For the 4th consecutive year Viaje has made the Satori cigar exclusively available to IPCPR attendees. The 2013 edition features the same blend and shapes as the 2011 release, when the Nicaraguan cigar’s wrapper was first changed from “super-secret oscuro” to San Andres Maduro. Having missed out on the first three incarnations of the limited edition Satori, I was looking forward to finally lighting up the “Zen” vitola (6 3/4×52) in today’s review.
The Zen is a cool and unusual shape, a double-ended, box-pressed perfecto. This one was well made and its dark, shiny, and veiny wrapper leaf made it harder than usual to spot seams and to see the layers of cap at its pointed head. After the clip, cold draws gave off a sweet, vegetal, and slightly spicy flavor that reminded me very much of chicken broth, or Ramen noodles. No, seriously.

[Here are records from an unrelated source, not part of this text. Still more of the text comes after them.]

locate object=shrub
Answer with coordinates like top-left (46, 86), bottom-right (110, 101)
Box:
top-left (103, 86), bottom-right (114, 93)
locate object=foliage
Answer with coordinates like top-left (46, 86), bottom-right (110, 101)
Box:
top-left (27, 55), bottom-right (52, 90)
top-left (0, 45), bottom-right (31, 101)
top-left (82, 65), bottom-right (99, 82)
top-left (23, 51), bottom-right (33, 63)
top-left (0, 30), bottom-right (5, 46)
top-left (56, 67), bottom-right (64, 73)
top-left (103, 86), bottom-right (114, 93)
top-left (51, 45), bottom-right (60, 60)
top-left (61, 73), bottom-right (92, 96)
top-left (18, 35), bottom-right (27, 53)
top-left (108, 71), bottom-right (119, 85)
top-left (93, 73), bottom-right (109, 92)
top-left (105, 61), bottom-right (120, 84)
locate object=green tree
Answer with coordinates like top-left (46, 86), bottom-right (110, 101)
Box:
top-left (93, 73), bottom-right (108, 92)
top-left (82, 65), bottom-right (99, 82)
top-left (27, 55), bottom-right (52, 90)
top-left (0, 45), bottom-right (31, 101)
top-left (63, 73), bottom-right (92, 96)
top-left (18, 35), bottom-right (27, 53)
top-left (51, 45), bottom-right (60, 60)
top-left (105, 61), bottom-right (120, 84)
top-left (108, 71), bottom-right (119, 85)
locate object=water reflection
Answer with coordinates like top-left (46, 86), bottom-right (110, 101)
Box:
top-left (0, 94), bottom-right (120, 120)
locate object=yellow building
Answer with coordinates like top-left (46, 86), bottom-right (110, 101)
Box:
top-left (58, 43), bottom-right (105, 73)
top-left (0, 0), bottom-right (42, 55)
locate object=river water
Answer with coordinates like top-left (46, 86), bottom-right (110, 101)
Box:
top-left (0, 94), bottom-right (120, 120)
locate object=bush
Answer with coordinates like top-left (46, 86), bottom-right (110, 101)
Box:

After wrapping my head around the fact that I was about to light up a cigar that might taste like ramen, the smoke started out with more conventional flavors of earth, cocoa, hay, and strong black pepper. The perfecto tip had lit up easily but was beginning to progress into a crooked burn, and smoke production here was off the charts; I was effortlessly pulling out huge clouds of milky smoke with each puff. Flavors were full-on bold and eventually I began to pick up interesting background notes of herbal character.
The second 3rd introduced flavors of cream, tea, and a spice note that I recognized from Asian dishes that I’ve had. I had read write-ups on this cigar where the reviewer had mentioned this and, naturally, I thought they were tripping. Given that “Satori” is a Japanese term for “enlightenment”, I figured that maybe they were letting the concept of the cigar go to their heads. But I concur, it’s there, an undertone of Moo Goo Gai Pan, or something. The burn had straightened out, and the more dominant notes here were of semi-sweet chocolate, earth, and a healthy dose of pepper.
In the final third there were yet more new flavor components- sweet cedar, leather, molasses, bread, and a muted version of the pepper. At this point I finally lost what had been a particularly long, wild, and unattractive ash. During this last portion the flavors came across the smoothest and the smoke became gradually creamier until I decided to set it down.
More often than not, limited edition cigars just don’t deliver the way you think they should. This one delivered in spades. The Satori was crazy complex and flavorful with a myriad of tasting notes appearing in rapid succession. It had a smooth and easy draw, which made it a breeze to taste the relentlessly full flavors it was casting. I also think it may have earned the title of “smokiest cigar ever.” Smoke production bordered on ridiculous at certain points. The burn was a little off and it had a funky ash, but who cares when it tastes like this. I give the Viaje Satori Zen 2013 an A grade, this was an exceptional smoke and I had a lot of fun reviewing it. If you like boring cigars, avoid the Satori at all costs. If you’re looking for a seriously unique, complex and flavorful smoke, check these out.